CIS 451 Week 12
- Predication: Marking instructions as conditional on some predicate.
- Can be more efficient than flow control (no mis-predicts)
Data-Level parallelism
- “If you were plowing a field, which would you rather use: Two strong oxen, or 1024 chickens?”
- Seymour Cray arguing that two powerful vector processors is better than many simple processors.
- What does SIMD stand for?
- SIMD is applying the same operation (instruction) to an entire vector of values.
- What kind of applications use SIMD?
- Matrix-oriented scientific computing
- Image processing
- Sound processing
- SIMD is more energy efficient because there is less overhead (e.g., fetching and decoding operations)
- Programmers can still (mostly) think sequentially (unlike more complex multi-threaded environments)

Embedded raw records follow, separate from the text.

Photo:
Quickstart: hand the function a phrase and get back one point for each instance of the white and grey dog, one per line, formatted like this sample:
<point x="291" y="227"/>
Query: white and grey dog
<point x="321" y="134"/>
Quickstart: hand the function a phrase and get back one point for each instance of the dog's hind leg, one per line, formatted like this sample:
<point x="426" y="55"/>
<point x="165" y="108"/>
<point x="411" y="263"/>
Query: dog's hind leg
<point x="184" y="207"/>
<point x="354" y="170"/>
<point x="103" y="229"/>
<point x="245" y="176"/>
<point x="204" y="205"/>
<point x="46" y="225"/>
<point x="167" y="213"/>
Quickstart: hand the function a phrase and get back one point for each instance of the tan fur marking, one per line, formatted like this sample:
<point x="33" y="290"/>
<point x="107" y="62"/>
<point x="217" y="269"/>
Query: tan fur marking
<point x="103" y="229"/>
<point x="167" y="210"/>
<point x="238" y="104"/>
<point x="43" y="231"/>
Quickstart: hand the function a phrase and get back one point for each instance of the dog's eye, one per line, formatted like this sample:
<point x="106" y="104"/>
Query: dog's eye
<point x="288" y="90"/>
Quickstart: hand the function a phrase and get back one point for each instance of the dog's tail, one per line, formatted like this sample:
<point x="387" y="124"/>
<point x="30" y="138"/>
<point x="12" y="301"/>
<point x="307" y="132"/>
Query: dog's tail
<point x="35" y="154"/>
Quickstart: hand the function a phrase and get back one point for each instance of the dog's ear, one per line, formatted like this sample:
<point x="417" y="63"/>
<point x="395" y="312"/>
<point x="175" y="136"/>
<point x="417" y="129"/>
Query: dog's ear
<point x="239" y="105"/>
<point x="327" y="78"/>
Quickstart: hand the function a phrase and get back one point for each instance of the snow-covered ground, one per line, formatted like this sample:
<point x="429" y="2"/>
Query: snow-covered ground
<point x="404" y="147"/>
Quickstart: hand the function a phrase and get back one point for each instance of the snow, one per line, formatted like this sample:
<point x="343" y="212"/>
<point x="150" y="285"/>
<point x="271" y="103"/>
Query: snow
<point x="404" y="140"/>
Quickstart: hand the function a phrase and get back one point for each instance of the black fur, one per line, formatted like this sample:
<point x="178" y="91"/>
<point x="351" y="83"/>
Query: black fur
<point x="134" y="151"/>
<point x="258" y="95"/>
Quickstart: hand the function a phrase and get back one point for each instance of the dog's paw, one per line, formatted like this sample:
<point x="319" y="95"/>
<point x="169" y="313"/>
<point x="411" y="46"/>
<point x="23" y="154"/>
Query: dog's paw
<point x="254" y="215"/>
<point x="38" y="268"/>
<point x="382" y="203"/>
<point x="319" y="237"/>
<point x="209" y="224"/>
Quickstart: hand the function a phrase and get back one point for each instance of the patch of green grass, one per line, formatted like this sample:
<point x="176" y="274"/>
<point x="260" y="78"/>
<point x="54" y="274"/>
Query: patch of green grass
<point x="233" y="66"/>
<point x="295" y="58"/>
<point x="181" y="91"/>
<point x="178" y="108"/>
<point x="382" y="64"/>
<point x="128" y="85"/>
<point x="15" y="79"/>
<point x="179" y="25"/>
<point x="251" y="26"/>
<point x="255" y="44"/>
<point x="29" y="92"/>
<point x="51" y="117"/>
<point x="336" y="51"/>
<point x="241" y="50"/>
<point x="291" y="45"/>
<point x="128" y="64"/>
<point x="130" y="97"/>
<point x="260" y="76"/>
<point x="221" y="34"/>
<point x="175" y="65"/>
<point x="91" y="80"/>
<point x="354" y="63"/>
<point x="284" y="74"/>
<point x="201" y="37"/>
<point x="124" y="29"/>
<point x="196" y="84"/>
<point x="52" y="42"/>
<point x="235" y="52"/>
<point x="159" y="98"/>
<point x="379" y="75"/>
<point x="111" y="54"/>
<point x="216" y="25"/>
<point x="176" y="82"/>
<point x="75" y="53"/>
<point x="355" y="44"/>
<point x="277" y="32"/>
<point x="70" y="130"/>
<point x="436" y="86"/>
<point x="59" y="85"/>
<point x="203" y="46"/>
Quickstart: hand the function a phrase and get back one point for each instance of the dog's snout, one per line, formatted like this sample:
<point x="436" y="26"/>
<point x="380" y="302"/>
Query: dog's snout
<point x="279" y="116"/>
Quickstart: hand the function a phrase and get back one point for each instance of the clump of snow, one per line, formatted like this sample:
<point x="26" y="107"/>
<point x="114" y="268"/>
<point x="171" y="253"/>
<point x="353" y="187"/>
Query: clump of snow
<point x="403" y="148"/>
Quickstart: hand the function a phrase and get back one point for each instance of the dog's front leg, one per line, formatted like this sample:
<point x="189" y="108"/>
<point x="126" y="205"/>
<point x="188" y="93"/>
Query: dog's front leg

- First SIMD approach was vector processors in the 1980s.
- Key issues were
- Cost of that many transistors
- Cost of sufficient memory bandwidth to provide data to that many ALUs. (Especially given the need for )
- Key issues were
- Other key SIMD challenges
- Stride in vectors that are not lined up with memory.
- Consider matrix multiply. Either the rows or the columns will go across memory.
- How can this affect cache?
- Can cause problems with large block sizes, since entire block brought in for only one item.
- One solution is to prepare special memory instructions that understand stride and bring only the needed data into a vector.
- Adds considerable complexity to memory system.
- Limited memory bandwidth
- Mark which registers are unused so we don’t spend time sending them to memory on a context switch
- Stride in vectors that are not lined up with memory.
- Other vector processor instructions
- AXPY: a*X+y (where
a
is a scalar) - disable: Disable all vector registers so they aren’t saved during a context switch.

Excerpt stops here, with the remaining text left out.